ESPN: Louisville Ex-assistant Basketball Coach Paid for Recruits' Sex Parties

CNN/ Newswire | 10/23/2015, 11:27 a.m.
The school is a perennial powerhouse. It's one of the biggest and best-known college basketball institutions in the country.
The women behind the biggest basketball scandal of the Louisville Cardinals

"Breaking Cardinal Rules: Basketball and the Escort Queen"

"Breaking Cardinal Rules: Basketball and the Escort Queen"

By Jill Martin


(CNN) -- The school is a perennial powerhouse. It's one of the biggest and best-known college basketball institutions in the country.

Led by head coach Rick Pitino, the Louisville Cardinals won the NCAA championship in 2013.

But the school now finds itself mired in a sex scandal that could tarnish its reputation and question the integrity of its leaders.

ESPN's "Outside the Lines" is reporting that a former assistant coach, Andre McGee, paid for sex and stripper parties on the Louisville campus for basketball players and recruits, according to a self-described escort named Katina Powell.
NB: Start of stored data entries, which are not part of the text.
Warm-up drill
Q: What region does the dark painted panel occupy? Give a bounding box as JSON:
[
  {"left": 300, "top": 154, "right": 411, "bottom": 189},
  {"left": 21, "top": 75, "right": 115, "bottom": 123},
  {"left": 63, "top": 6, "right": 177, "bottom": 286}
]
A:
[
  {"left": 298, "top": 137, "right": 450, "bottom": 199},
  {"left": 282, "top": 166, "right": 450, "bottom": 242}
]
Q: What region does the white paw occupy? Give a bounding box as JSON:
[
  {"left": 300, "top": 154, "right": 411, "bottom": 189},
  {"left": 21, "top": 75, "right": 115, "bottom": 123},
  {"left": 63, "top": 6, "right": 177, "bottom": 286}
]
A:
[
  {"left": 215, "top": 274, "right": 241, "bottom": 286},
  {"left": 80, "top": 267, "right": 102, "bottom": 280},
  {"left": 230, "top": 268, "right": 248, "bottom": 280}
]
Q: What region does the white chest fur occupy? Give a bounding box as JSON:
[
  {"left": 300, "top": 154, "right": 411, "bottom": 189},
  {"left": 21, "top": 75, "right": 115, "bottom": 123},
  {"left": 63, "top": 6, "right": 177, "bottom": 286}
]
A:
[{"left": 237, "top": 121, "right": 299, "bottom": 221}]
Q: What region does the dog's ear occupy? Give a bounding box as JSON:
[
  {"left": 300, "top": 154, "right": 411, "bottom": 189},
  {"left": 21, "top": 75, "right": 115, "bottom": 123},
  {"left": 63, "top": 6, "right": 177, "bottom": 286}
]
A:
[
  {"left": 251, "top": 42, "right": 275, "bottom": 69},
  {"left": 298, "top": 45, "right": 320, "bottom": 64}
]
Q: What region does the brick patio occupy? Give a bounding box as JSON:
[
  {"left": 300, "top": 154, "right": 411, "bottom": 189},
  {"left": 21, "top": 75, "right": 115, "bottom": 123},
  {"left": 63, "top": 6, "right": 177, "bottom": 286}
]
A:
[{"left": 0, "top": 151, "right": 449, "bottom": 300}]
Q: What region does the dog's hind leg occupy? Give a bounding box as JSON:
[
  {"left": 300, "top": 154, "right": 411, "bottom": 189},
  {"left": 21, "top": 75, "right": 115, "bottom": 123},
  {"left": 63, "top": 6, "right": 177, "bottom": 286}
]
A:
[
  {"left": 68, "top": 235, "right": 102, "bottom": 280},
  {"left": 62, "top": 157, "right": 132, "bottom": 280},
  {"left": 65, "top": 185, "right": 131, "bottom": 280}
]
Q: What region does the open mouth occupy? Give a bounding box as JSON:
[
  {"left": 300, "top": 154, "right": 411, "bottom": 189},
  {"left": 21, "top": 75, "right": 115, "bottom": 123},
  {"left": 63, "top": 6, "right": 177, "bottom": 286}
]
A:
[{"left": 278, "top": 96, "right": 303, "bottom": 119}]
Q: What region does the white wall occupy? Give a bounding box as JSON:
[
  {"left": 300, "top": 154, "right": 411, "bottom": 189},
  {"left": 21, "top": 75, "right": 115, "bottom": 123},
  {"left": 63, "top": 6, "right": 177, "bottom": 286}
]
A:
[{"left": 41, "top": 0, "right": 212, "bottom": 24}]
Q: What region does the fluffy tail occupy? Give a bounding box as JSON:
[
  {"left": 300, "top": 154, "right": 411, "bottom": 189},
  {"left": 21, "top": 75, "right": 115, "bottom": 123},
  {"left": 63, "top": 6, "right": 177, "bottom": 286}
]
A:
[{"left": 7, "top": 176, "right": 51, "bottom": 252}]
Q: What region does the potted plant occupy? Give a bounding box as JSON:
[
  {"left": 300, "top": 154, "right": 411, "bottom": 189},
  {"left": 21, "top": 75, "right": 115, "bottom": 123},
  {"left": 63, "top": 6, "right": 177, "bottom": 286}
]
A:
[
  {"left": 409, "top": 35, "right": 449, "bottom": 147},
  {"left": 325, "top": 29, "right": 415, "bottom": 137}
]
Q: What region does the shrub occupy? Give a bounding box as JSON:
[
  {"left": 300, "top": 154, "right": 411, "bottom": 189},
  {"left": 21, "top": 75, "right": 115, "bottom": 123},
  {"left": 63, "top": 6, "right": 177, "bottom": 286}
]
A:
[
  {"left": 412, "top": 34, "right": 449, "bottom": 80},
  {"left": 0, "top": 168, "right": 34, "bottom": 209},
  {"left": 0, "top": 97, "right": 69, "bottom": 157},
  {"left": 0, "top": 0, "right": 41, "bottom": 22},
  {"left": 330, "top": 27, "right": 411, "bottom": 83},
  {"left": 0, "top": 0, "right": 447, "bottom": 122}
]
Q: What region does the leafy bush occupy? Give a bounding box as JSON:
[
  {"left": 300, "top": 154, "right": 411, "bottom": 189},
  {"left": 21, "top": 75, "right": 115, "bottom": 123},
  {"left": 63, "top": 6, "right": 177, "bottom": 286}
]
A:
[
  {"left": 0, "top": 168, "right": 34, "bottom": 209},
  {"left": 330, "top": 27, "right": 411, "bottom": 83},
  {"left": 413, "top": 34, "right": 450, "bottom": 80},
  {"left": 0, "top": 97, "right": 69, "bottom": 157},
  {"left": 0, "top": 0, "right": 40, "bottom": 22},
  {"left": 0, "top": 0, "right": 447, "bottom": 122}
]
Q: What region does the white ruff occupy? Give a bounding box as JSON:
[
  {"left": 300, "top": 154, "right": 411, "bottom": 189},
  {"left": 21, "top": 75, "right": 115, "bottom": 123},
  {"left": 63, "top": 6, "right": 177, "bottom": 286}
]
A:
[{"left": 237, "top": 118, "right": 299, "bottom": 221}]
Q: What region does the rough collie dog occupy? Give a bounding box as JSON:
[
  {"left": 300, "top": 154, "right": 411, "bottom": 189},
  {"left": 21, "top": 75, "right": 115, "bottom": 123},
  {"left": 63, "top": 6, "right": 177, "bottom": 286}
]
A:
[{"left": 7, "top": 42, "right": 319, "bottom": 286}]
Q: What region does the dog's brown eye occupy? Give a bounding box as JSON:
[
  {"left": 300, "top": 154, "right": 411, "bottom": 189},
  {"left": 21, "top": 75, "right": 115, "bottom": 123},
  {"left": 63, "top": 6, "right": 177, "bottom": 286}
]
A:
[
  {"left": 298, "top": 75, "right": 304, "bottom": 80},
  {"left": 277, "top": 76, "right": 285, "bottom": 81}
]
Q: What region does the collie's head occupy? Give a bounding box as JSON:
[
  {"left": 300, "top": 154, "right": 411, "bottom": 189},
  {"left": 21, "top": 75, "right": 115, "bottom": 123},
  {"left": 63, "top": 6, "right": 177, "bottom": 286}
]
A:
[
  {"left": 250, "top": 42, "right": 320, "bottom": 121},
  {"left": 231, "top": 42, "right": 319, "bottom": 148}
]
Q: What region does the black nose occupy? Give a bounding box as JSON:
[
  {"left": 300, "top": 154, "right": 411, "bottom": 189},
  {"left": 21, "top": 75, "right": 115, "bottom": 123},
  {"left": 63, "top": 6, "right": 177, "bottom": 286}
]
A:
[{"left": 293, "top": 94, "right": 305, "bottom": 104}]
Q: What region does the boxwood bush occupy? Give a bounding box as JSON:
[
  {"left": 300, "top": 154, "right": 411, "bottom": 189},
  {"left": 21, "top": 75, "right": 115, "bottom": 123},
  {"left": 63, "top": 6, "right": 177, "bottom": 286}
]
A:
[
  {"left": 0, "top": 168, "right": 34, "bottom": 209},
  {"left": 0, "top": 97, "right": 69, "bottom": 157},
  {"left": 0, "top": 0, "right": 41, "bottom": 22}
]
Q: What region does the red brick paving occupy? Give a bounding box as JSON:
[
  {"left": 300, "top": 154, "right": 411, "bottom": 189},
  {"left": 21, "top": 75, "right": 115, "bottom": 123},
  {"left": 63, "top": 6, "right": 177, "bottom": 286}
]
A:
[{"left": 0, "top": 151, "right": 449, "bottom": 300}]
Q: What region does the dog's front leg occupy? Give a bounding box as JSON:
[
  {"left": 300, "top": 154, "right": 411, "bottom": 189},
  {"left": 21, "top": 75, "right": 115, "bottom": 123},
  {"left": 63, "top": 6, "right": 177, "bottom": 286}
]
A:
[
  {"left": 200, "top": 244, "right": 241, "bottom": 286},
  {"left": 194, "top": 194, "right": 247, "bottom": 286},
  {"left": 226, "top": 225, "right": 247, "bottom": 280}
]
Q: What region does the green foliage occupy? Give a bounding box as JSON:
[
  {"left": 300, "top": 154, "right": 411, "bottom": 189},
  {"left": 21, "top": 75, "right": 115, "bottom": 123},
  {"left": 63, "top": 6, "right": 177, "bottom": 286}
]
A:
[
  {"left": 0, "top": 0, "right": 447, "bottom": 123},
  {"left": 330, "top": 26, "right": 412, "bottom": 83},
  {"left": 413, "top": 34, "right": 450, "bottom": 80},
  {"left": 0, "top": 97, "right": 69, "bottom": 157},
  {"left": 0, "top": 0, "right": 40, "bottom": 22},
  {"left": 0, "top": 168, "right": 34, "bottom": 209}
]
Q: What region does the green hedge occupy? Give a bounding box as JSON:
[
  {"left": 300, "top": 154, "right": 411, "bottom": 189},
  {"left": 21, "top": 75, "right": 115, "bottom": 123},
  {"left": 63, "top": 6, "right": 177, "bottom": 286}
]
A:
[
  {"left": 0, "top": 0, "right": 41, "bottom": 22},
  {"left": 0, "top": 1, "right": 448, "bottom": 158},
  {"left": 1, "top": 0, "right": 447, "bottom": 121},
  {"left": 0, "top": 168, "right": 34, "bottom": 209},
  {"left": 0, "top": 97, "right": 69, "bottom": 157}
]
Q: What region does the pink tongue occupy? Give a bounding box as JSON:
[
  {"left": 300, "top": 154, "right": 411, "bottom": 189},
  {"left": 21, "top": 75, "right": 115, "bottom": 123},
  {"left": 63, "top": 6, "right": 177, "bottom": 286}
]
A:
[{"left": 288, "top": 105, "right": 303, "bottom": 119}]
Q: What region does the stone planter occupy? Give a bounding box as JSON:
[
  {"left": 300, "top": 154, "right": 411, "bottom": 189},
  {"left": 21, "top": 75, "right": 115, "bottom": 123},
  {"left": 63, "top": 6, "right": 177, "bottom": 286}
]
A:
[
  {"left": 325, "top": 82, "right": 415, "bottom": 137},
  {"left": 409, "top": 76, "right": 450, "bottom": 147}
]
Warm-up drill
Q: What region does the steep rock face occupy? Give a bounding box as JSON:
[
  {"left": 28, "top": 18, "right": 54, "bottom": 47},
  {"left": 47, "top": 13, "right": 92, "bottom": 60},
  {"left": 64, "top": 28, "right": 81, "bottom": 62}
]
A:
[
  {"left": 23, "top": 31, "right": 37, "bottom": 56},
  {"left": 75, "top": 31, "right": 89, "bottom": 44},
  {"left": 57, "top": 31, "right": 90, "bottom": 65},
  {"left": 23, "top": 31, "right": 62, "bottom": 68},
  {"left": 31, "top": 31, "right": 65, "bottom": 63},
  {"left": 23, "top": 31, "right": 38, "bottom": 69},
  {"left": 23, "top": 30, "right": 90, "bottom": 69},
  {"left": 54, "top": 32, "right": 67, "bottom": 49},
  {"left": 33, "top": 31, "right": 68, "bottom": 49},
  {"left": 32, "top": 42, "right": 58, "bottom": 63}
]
According to "Outside the Lines," five former University of Louisville basketball players and recruits said McGee paid for strippers to attend nearly two dozen parties at the dorm from 2010-2014. Each of the players and recruits attended different parties. At those parties, the ESPN report says, there were dancers who stripped naked. Of the five players interviewed by ESPN, three said they attended parties as recruits and again when they were players at Louisville. The ESPN report says one of the former players said he had sex with one of the strippers and that McGee paid her for it.

The allegations first were made public in a book published earlier this month by Powell and Dick Cady called "Breaking Cardinal Rules: Basketball and the Escort Queen."

Powell told ESPN she was paid $10,000 for supplying dancers from 2010 to 2014. She also said there were what she called "side deals," in which McGee allegedly gave her cash to pay women to have sex with Louisville players, recruits and guardians who accompanied recruits on visits.

Scott Cox, an attorney for McGee, said earlier this month that his client denies all the allegations. McGee is on paid administrative leave from his current job as an assistant coach at the University of Missouri-Kansas City while an investigation is being conducted.

Powell suggested Pitino had to know something about it.

"This is my theory," Powell said on ESPN's "Outside the Lines." "Four years. A boatload of recruits. A boatload of dancers. Loud music. Alcohol. Security. Cameras. Basketball players who came in at will. You got players that are so loyal to Pitino. Who wouldn't be like, hey, you know, we got dancers and sex and all that going on? My thing is how could he not know?"

Pitino has repeatedly denied that he knew anything about the alleged on-campus parties inside Billy Minardi Hall, a dorm for athletes named after Pitino's late brother-in-law, who was killed in the World Trade Center during the 9/11 attacks.

On Tuesday, Pitino told ESPN by phone that McGee "needs to come out and tell the truth."

"I don't know if any of this is true or not," Pitino told the sports network. "There's only one person who knows the truth, and he needs to come out and tell the truth to his teammates, to the University of Louisville, to his fans and to his coaches that have taught him to do the right thing for years and allowed him to be part of something special here.